17.3.06

Schneetransport

Unterwegs nach Leipzig zur Buchmesse, Umsteigen in Fulda. Ich stehe am Bahnsteig und warte auf den Anschlußzug. Was fährt vorüber? Eine Lok, die Güterwaggons hinter sich herzieht. Und auf den Güterwaggons liegt – Schnee. Gut, im “erwachsenen” Sinn betrachtet, sollte die Lok wohl nur leere Güterwaggons von Stadt A nach Stadt B bringen. Ich aber habe still in mich hineingelächelt und das als Schneetransport betrachtet. Winterurlauber enttäuscht. Stop. Bitten um eine Lieferung Schnee. Stop. Ankunft zur Nachtzeit. Stop. Entladen bitte geräuschlos und heimlich. Stop.

Über den allgemeinen Buchmessenrummel lest ihr in jeder Tageszeitung. Deshalb ein kleines Erlebnis vom Rande. Eine übermannsgroße Comicfigur läuft durch die Gänge. Die Leute drängeln sich vorbei. Da höre ich eine Kinderstimme aufjuchzen. Ich drehe mich um, sehe ein kleines Mädchen, das bei der Comicfigur stehengeblieben ist und sich vor Lachen kaum wieder einkriegt. Endlich wird die Kleine ernst, reicht der Figur die Hand und fragt: “Wie heißt du?” Der Mensch in der Figur kann nicht reden, es steckt ja ein Pappkopf auf ihm drauf. Aber er schüttelt dem Mädchen die Hand.
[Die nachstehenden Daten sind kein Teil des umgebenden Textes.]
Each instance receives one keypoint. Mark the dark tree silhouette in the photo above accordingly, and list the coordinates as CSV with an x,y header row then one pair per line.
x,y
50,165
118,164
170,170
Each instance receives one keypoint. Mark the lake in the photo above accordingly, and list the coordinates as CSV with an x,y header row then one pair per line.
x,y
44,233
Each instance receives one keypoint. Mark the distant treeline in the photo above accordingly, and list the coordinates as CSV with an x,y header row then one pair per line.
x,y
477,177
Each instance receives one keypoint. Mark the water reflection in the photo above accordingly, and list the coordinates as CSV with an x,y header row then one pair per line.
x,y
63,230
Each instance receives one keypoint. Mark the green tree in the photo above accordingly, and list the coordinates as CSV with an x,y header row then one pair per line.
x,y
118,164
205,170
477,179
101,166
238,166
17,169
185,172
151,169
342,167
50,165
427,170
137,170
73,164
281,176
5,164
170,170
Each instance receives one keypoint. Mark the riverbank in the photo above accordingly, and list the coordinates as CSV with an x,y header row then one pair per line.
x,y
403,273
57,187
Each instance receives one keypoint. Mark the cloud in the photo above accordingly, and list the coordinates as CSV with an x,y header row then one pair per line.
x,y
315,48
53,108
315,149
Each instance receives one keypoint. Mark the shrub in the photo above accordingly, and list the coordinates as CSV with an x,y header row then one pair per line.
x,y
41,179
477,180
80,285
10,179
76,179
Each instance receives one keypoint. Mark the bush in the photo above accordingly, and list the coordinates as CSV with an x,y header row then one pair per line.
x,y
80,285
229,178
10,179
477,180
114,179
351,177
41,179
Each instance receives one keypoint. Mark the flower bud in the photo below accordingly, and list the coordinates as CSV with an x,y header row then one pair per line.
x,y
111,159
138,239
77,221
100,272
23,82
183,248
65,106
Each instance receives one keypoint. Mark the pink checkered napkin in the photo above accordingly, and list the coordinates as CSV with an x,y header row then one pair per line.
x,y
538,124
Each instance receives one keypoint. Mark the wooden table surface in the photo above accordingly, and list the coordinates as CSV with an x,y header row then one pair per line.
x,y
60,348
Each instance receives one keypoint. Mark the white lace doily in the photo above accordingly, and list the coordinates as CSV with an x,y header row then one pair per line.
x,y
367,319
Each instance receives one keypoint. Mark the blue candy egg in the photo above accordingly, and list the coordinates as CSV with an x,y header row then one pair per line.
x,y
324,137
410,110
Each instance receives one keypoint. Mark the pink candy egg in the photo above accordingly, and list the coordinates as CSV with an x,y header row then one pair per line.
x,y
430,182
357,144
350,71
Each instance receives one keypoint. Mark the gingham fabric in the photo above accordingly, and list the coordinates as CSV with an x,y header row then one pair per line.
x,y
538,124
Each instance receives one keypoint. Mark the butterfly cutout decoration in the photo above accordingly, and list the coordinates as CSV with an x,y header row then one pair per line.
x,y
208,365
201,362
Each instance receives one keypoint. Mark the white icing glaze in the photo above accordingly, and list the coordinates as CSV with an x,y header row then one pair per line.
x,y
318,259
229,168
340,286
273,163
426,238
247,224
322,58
Da laufen hundert wichtige Podiumsdiskussionen mit wichtigen Leuten, Lektoren und Agenten und Autoren beraten wichtige Dinge – im Gewühl aber reicht ein kleines Mädchen, das noch nicht mal lesen kann, einer Comicfigur die Hand und fragt: “Wie heißt du?”

Kennt ihr das? Ihr eßt Brote. Es schmeckt euch. Ihr schneidet weitere Scheiben ab. Als ihr das Brot hochhebt, seht ihr, daß es an der Unterseite verschimmelt ist. So ging es mir. Habe das gleich notiert für den nächsten Roman. Obwohl ich mich frage: Ist früher das Brot nicht einfach hart geworden? Womit wir als Kinder die Enten gefüttert haben, das war doch kein verschimmeltes Brot, sondern nur harte Kanten, oder? Die sind jedenfalls nicht krank geworden davon, hoffe ich. Ich kriege auch mit zwanzig Jahren Verspätung noch ein schlechtes Gewissen.